The overall aim of this study is to generate evidence to inform service development in respect of the timing, content and mode of delivery of services designed to intercept a cycle of recurrent care proceedings. Further quantifying recurrent care proceedings at a national level will also provide policy makers with the necessary data to enable the economic costs of this problem to be estimated. In addition, in focusing on maternal difficulties over time, the project makes a theoretical contribution to long-standing debates about the extent to which multiple adversities are reversible.

Background

There is increasing national and international concern about birth mothers who are caught in a cycle of repeat public law proceedings. Where birth mothers appear and re-appear before the family court on account of child protection concerns, they face the prospect of multiple losses of children to out-of-home care and their circumstances make exceptional demands on children’s services and the courts. In addition, where siblings enter care or are adopted at different points in time, there are particular complexities in terms of sibling placement and contact that are insufficiently understood. In 2015, our research study provided the first estimate of recurrent care proceedings in England, indicating that a sizeable population of women will appear in successive proceedings (see Broadhurst et al. 2015). This work confirmed that repeat clienthood is a sizeable problem for the family court and raised questions about what might be done to help birth mothers, their children and informal networks exit a cycle of repeat legal intervention.

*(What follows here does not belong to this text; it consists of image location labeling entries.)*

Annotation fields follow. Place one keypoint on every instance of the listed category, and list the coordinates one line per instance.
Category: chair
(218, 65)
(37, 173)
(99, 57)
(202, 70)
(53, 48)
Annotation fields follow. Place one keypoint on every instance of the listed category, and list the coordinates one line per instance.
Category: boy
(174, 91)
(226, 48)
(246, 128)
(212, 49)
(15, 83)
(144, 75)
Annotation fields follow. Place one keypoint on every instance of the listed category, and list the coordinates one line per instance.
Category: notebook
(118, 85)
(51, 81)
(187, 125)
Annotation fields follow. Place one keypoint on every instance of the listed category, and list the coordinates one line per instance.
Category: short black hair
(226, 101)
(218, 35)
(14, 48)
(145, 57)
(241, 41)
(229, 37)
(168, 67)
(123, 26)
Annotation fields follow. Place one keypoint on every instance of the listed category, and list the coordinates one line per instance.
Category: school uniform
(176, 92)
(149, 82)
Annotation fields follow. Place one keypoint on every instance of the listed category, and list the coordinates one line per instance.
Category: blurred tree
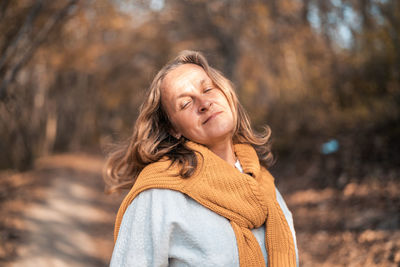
(313, 70)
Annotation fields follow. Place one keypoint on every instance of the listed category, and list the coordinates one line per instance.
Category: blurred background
(324, 75)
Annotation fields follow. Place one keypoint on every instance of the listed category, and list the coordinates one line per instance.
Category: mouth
(212, 117)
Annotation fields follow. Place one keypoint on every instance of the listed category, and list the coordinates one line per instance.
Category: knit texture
(246, 199)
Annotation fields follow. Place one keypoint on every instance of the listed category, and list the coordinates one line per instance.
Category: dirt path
(61, 217)
(58, 215)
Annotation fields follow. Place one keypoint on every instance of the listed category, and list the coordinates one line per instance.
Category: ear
(175, 133)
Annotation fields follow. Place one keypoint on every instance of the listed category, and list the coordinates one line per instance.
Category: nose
(204, 105)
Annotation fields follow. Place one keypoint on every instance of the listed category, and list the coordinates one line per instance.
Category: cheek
(184, 122)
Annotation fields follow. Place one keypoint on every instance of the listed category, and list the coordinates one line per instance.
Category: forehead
(184, 77)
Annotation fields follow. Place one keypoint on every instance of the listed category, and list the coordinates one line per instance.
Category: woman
(201, 194)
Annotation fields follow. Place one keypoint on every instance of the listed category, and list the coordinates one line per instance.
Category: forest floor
(58, 215)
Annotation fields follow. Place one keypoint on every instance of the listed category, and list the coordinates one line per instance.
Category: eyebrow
(202, 82)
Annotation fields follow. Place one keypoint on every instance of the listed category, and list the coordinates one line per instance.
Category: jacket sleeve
(289, 219)
(143, 238)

Project summary and research questions

The Vulnerable Birth Mothers and Recurrent Care Proceedings Project is a mixed methods study on birth mothers, their partners and children, within recurrent care proceedings under s.31 of the Children Act in England.

Having completed a successful feasibility study (2013-2014) that reported the first national estimate of prevalence of repeat care proceedings, a detailed population profiling study to examine this cohort of birth mothers, their children and informal networks began in 2014. The first element of the study comprised a set of analyses of the population-level data held by the Children and Family Court Advisory and Support Service (Cafcass). The team produced the first national estimate of recurrent care proceedings using Cafcass records dating back to 2007/08, concerning approximately 65,000 birth mothers. The second element involved semi-structured interviews with 72 birth mothers who record repeat care proceedings, drawn from across seven local authorities. Interviews provided rich insights into women’s experience of the family justice system, child removal and positive turning points. The third element of the study comprised a detailed case file review. The research team manually read court records relating to a representative sample of 354 recurrent mothers who had a total history of 851 proceedings issued by 52 local authorities in England. Court files provided data on maternal childhoods, the antecedents of recurrence, presenting concerns that triggered repeat proceedings, as well as outcomes for children in terms of placement, legal status, and contact.

The study addressed six key research questions:

  1. What is the scale and pattern of recurrent care proceedings nationally and what is the profile of birth mothers involved in this cycle?
  2. Is it possible to differentiate the population of birth mothers caught in a cycle of recurrent care proceedings and what are the implications for intervention? (e.g. from non-recurrent/within the recurrent population)
  3. How can a dynamic understanding of risk and protective factors/processes over time, inform the development of preventative services?
  4. Where mothers exhibit recovery of parenting capacity, how is this achieved?
  5. How might reproductive health services be delivered differently to intercept a cycle of repeat pregnancy and recurrent care proceedings?
  6. What are the implications for children, fathers and kin networks of recurrent care proceedings?